En una nota publicada por Pulzo, analistas económicos describieron la situación del dólar en Colombia como un nubarrón que se cierne sobre el inicio del gobierno de Abelardo de la Espriella. La alerta se concentra en la Tasa Representativa del Mercado (TRM), indicador que refleja el precio diario del dólar frente al peso colombiano y que sirve de referencia para buena parte de las transacciones de comercio exterior y deuda del país.
Según el reporte, el reto para el nuevo gobierno no se limita a la cotización puntual de la divisa, sino a la combinación de factores que presionan al peso. La fuente recoge la lectura de expertos que observan la convergencia de inflación, déficit fiscal y desconfianza inversionista como elementos que mantienen la prima de riesgo elevada.
El contexto institucional es relevante: la TRM no la fija discrecionalmente ningún ministerio, sino que la calcula la Superintendencia Financiera con base en la cotización promedio de las operaciones interbancarias del día hábil anterior. Esto significa que las variaciones del tipo de cambio responden a decisiones de política monetaria, flujos de capital y expectativas sobre la economía, más que a una determinación directa del Ejecutivo.
Pulzo también señala que el equipo económico entrante deberá lidiar con mercados que ya descuentan parte de los anuncios de campaña. Cuando los operadores perciben señales de debilitamiento institucional o falta de disciplina fiscal, la respuesta suele traducirse en venta de pesos y demanda de dólares, lo que encarece la divisa y encarece a su vez las importaciones de bienes intermedios y alimentos.

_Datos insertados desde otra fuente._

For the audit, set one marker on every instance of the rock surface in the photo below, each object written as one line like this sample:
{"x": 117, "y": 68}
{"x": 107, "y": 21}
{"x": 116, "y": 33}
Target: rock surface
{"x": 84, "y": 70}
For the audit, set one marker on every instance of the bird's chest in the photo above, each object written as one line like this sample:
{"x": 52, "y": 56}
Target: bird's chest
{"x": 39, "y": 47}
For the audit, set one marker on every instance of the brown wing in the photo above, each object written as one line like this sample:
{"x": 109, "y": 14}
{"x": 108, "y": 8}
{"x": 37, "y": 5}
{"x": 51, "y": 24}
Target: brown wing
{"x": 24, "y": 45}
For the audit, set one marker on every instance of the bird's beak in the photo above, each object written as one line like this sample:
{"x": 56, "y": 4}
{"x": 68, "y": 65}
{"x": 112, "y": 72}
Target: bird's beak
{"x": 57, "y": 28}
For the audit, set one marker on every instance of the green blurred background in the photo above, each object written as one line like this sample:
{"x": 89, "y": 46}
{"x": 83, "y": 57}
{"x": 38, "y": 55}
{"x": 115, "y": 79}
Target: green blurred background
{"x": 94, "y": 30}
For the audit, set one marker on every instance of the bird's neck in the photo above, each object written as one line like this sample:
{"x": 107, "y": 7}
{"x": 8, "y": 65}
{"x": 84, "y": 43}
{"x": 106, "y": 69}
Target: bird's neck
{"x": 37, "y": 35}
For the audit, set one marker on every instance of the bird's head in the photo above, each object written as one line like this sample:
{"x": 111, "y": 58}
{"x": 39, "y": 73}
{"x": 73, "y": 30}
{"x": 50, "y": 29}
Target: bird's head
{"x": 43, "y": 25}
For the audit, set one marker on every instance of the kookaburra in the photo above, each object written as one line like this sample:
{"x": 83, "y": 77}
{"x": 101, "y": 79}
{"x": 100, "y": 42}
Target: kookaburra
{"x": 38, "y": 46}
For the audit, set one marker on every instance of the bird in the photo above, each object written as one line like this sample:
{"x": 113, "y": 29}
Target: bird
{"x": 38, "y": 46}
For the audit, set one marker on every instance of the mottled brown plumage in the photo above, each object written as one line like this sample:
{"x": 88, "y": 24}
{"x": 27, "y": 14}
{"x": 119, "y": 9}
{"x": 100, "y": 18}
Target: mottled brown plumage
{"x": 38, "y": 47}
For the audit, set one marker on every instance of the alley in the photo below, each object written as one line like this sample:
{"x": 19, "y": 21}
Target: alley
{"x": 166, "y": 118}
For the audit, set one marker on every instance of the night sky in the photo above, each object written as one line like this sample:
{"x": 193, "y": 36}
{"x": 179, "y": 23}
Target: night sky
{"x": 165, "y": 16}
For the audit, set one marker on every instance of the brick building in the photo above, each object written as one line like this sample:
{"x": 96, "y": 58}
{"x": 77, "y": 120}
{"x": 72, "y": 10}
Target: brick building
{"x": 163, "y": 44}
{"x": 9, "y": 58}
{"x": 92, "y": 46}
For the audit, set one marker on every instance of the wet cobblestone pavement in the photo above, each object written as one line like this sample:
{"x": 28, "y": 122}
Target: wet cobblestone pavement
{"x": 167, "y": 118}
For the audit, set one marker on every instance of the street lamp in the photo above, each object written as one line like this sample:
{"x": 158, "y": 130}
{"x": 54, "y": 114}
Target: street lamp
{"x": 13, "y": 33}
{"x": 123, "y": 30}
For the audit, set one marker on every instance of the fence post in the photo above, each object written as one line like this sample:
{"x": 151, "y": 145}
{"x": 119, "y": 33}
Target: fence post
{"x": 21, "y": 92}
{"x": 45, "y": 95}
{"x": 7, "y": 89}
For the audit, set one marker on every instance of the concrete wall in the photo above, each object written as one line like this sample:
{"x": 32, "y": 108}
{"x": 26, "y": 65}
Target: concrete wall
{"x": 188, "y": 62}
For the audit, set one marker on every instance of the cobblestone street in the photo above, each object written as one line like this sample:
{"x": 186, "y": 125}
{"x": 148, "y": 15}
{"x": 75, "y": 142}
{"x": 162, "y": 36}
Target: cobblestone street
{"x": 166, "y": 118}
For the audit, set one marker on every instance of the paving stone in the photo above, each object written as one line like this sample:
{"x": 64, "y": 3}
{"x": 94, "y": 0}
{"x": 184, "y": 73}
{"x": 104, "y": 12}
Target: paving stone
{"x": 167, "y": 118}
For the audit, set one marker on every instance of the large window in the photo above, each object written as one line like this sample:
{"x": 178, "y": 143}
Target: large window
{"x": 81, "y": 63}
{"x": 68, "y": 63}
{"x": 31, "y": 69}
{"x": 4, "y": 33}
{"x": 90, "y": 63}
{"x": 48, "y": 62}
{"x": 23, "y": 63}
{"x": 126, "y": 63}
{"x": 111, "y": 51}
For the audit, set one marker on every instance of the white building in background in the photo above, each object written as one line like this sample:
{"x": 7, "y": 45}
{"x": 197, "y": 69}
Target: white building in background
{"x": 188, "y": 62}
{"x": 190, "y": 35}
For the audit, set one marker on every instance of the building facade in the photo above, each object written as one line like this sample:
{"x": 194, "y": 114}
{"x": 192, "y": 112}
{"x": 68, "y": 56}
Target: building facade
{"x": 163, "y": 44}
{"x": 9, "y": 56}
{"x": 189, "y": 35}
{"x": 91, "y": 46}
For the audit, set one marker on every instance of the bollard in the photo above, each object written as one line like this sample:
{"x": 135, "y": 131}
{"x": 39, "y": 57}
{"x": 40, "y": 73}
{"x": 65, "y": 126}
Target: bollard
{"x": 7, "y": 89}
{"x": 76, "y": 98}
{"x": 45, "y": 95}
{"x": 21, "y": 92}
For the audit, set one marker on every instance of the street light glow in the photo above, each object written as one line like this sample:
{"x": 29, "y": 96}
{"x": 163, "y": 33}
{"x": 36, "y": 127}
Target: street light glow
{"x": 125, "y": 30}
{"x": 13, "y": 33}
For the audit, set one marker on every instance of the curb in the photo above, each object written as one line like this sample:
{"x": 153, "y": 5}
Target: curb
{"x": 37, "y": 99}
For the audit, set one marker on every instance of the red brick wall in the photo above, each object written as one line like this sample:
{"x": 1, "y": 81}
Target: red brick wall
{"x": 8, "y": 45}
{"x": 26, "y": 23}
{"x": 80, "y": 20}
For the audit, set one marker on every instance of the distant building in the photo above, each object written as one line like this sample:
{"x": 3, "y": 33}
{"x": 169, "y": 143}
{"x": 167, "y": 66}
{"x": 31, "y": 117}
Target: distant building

Para la ciudadanía, el efecto más directo se siente en el precio de la gasolina, los bienes importados y los productos agropecuarios que dependen de insumos externos. Una TRM alta también encarece el crédito en dólares que toman muchas empresas medianas y grandes, lo que puede traducirse en menor inversión y, eventualmente, en ajustes de empleo.
Las reacciones recogidas por la fuente subrayan la urgencia de enviar mensajes claros sobre las reglas fiscales y la independencia del Banco de la República. Analistas consultados por Pulzo coinciden en que la credibilidad macroeconómica del gobierno anterior dejó tensiones que el nuevo mandatario deberá atender desde sus primeras semanas.
Queda pendiente cómo se articulará la política cambiaria con la política monetaria y cuál será la estrategia para reducir la dependencia de capitales de corto plazo. Los analistas citados no anticipan movimientos oficiales en la cotización del dólar, pero sí recomiendan señales tempranas de ortodoxia fiscal para descomprimir las expectativas.
En definitiva, el artículo de Pulzo plantea que De la Espriella recibirá una economía donde el tipo de cambio funcionará como termómetro diario de la confianza. La evolución de la TRM será, en los próximos meses, una de las lecturas más seguidas por mercados, medios y hogares colombianos.